I never felt insulted by his remarks, well maybe sometimes I did, but never personally, mainly because I knew something about my father. I knew that beneath his tough and critical exterior was a man who truly loved me. My father was a man who wanted to give his son some much needed advice about how to live and carry oneself. I knew it then, and I know it now. Even though, then, I didn't want to admit it.
“Look it up!” he yelled, from across the room. I remember walking over to the bookcase in my fancy suit, distracting tie, over polished shoes, and starched pressed oxford shirt. I opened the dusty, thick Merriam-Webster’s Dictionary to where the F’s began and read it out loud to my expectant father:
“Fop noun \ˈfäp\: a man who cares too much about how he looks or dresses. FOPPISH: Obsolete: foolish, silly. Examples of FOP <he's such a fop that he drives nearly 50 miles just to get his hair cut by Monsieur Louis>”
I will never forget both that rarely used name with the most profound meaning. I frequently see fops on television that remind me of my father’s name calling from the other side of the room. Adam Levine is one who I believe personifies the word fop. It’s really not his fault that he has become one. He just slid into the name like I did at the instruction of my foppish brother-in-law.

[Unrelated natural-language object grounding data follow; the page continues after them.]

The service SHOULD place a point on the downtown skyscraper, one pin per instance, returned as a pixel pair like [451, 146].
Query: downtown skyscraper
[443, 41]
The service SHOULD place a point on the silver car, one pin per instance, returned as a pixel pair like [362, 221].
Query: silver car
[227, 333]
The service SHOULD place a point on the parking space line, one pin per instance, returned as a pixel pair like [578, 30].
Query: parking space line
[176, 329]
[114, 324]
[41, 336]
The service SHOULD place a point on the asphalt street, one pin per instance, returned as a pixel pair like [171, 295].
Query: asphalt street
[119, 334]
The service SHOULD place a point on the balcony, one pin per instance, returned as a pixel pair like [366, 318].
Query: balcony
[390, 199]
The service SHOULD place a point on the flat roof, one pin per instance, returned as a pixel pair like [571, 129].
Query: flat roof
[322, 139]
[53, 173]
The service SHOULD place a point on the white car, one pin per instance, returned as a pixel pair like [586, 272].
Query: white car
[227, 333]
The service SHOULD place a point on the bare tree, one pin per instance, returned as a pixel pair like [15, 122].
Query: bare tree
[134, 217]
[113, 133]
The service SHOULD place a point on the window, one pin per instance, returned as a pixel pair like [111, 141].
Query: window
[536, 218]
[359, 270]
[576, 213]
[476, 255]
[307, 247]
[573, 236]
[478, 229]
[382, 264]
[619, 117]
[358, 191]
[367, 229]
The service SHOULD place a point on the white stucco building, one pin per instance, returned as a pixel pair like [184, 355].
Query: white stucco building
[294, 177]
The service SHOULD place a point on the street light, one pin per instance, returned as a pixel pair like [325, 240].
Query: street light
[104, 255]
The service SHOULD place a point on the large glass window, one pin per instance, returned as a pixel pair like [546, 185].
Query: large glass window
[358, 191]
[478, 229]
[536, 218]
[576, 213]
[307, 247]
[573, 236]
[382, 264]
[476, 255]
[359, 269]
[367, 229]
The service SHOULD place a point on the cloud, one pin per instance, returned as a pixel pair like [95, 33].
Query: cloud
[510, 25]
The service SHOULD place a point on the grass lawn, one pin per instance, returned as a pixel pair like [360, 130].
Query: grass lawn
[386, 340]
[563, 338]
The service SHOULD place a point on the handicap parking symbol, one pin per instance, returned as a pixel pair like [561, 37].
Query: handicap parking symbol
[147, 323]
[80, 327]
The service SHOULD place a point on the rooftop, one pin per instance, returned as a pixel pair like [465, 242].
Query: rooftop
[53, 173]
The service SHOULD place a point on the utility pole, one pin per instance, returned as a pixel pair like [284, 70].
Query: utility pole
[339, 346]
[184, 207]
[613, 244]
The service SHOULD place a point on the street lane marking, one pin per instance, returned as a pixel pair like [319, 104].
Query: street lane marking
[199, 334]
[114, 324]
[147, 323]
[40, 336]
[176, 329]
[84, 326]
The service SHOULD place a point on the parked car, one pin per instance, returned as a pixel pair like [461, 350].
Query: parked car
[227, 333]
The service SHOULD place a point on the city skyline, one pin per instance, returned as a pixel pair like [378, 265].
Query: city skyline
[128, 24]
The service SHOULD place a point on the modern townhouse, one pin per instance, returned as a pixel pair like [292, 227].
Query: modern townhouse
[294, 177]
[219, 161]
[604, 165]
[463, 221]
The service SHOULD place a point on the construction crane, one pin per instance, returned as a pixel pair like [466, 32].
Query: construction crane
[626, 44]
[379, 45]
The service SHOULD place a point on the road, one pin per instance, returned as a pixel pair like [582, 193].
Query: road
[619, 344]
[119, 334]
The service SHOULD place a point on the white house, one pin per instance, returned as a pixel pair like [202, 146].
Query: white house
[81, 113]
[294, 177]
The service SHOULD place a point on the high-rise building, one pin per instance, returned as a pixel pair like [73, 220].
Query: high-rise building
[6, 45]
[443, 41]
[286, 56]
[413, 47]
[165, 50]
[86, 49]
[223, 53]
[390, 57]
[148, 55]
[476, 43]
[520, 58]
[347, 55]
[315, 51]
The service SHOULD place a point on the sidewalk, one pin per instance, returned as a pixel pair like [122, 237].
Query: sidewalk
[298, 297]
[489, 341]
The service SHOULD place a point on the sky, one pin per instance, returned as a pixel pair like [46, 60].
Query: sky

I’m sure that Adam Levine is a wonderful person with a great eye for style. I wish him the very best, even though he needs no advice from me. I also wish that he would have had a father like mine who countered the style advice from other fops in my world. I love my father today specifically because of the critical advice that he threw at me when I was a showy fop executive. It helped tone me down and utilize more of my authentic characteristics, like an honest smile, a confident eye and a matching, but firm handshake.
The moral of that lesson to me and to Adam Levine, if he is reading this is: Don’t be a fop and be yourself Adam.
Post note: my father lived the life and survived to talk about it. He has been married for 60 years to my wonderful mother where they both hold each other’s hands when then fall asleep each night and wake up each morning. Who’d of thunk it? I, on the other hand, stopped thinking that the entire world was looking at me. I was and will always be just a simple member of the human race trying to help those hopeless fops out there like A. Levine.